ID:154048
 
I'm using a program that converts each letter in a word into it's ascii equivilent value, then combines the results to create a number value for that word. But, the thing that I need to do is to have each word value be totally unique. Does anyone have a solution for how to achieve this?
Sorta like creating a unique token number for each word?

I think there is a C library that does that... something about adding the ascii values together then doing some Boolean math (AND, OR, XOR, etc.) to that total against the number of characters in the word.

I'll look around and see if I can recall where I saw that...
The solution to this problem is called a "perfect hashing equation." It doesn't really exist. You can perfectly hash (hashing=translating a text string into a number) data if you know enough about it to begin with (for example, if every word you need to represent begins with a different letter, you can just hash each word as the number representing that first letter). In general, though, it's difficult to hash arbitrary data. Typically what is needed is a system to resolve collisions (when two strings get hashed to the same number). There are a number of ways that this is done, but none of them are that simple. If you still want to try it, I can look up some common hashing functions (if BYOND were Java there would be one built in.. ) and explain some different collision resolution methods.

-AbyssDragon
In response to AbyssDragon
AbyssDragon wrote:
In general, though, it's difficult to hash arbitrary
data. Typically what is needed is a system to resolve
collisions (when two strings get hashed to the same
number). There are a number of ways that this is done,
but none of them are that simple.

One simple way (well, to me that is) that came to mind right away requires tracking, or storing the 'dictionary' of number/word combos. When creating a new hash, you check if it exists in the dictionary. If it does, just add another number to the hash (maybe a simple increment or random number), and check again. Repeat until you get a unique number, then store it in the dictionary and start on the next word.

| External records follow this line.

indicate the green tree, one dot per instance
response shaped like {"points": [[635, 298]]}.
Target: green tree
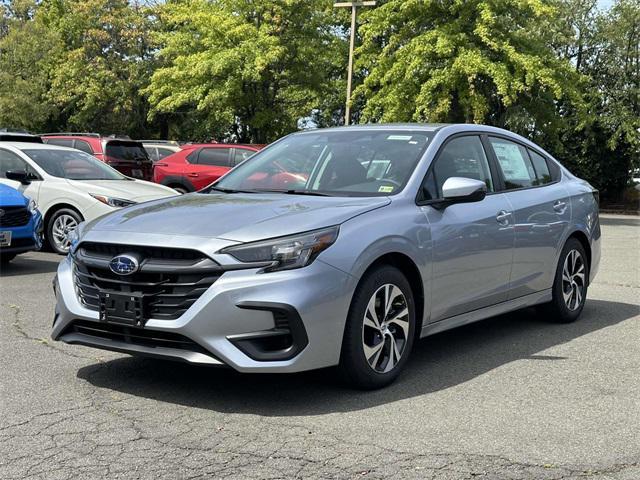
{"points": [[28, 53], [105, 62], [246, 70], [482, 61], [603, 145]]}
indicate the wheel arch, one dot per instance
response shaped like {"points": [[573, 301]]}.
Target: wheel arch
{"points": [[410, 270], [584, 241], [59, 206]]}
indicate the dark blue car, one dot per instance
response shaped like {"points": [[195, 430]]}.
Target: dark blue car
{"points": [[20, 224]]}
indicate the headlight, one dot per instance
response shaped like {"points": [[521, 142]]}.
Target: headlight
{"points": [[113, 201], [74, 238], [285, 253], [33, 206]]}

Granted, this isn't the most elegant solution, but it is straightforward, and could be implemented easily with the hash algorithm that A.D. finds...
Foomer wrote:
I'm using a program that converts each letter in a word into it's ascii equivilent value, then combines the results to create a number value for that word. But, the thing that I need to do is to have each word value be totally unique. Does anyone have a solution for how to achieve this?

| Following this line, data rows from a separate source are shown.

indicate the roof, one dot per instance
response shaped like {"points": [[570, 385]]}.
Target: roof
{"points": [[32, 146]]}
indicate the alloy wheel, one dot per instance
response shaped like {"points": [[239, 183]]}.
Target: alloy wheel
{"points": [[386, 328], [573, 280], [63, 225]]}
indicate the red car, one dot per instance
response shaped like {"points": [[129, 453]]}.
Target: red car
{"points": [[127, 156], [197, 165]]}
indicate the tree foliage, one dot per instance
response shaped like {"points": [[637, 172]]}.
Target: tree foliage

As long as words only use letters just think of the alphabet as being a base 26 number system and convert them to base 10.
In response to Theodis
I'm using a program that converts each letter in a word into it's ascii equivilent value, then combines the results to create a number value for that word. But, the thing that I need to do is to have each word value be totally unique. Does anyone have a solution for how to achieve this?

As long as words only use letters just think of the alphabet as being a base 26 number system and convert them to base 10.

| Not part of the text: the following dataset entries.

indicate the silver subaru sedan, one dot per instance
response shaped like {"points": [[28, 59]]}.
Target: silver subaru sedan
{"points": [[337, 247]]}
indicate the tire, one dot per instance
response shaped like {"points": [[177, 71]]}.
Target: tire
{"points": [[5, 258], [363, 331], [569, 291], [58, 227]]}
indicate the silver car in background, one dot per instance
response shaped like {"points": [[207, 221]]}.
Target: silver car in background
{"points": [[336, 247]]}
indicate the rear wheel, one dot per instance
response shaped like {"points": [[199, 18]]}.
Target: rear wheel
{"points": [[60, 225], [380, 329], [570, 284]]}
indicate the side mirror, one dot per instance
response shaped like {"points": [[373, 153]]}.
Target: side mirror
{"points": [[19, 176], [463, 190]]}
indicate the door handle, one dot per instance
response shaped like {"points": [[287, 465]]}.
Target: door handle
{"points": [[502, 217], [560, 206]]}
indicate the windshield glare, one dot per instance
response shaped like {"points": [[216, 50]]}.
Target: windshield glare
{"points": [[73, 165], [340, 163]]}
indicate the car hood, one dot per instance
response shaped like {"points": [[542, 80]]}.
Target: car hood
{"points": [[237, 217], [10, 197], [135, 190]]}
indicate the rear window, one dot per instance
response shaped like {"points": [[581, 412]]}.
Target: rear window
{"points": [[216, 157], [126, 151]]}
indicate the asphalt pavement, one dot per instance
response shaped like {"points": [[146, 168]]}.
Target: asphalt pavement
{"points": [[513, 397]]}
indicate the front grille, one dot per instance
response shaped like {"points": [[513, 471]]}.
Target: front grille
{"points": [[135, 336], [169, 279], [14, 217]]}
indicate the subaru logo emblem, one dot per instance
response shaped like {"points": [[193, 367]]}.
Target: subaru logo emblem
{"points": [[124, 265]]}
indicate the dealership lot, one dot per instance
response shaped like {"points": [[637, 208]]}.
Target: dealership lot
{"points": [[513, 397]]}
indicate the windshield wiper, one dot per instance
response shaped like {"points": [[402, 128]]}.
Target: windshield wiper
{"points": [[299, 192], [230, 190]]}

Yeah, if each word's value has to be totally unique, then you pretty much have to do this, where each letter has a value between 0 and 25: letter1 + (letter2 * 26) + (letter3 * 26 ** 2) + (letter4 * 26 ** 3)...

I seem to recall that someone was working on a BigInteger library at one time. If you can find the person, that might be useful to you.


In response to Gughunter
Gughunter wrote:
Yeah, if each word's value has to be totally unique, then
you pretty much have to do this, where each letter has a
value between 0 and 25: letter1 + (letter2 * 26) +
(letter3 * 26 ** 2) + (letter4 * 26 ** 3)...

That should work, but he'll still get into trouble if a one word's total matches another. For a really simple example, if we are using: a-z = 0-25

"HAM" would be: 7+0+12 = 19
"CANE" would be: 2+0+13+4 = 19

This is the 'collision' that Abyss was talking about. You need to deal with these possibilities in order to have a unique word-set. That's why I mentioned either incrementing the total by one or adding a random number to the total - you just have to keep checking against a known set of already created values (the 'dictionary') to make sure you don't have another collision...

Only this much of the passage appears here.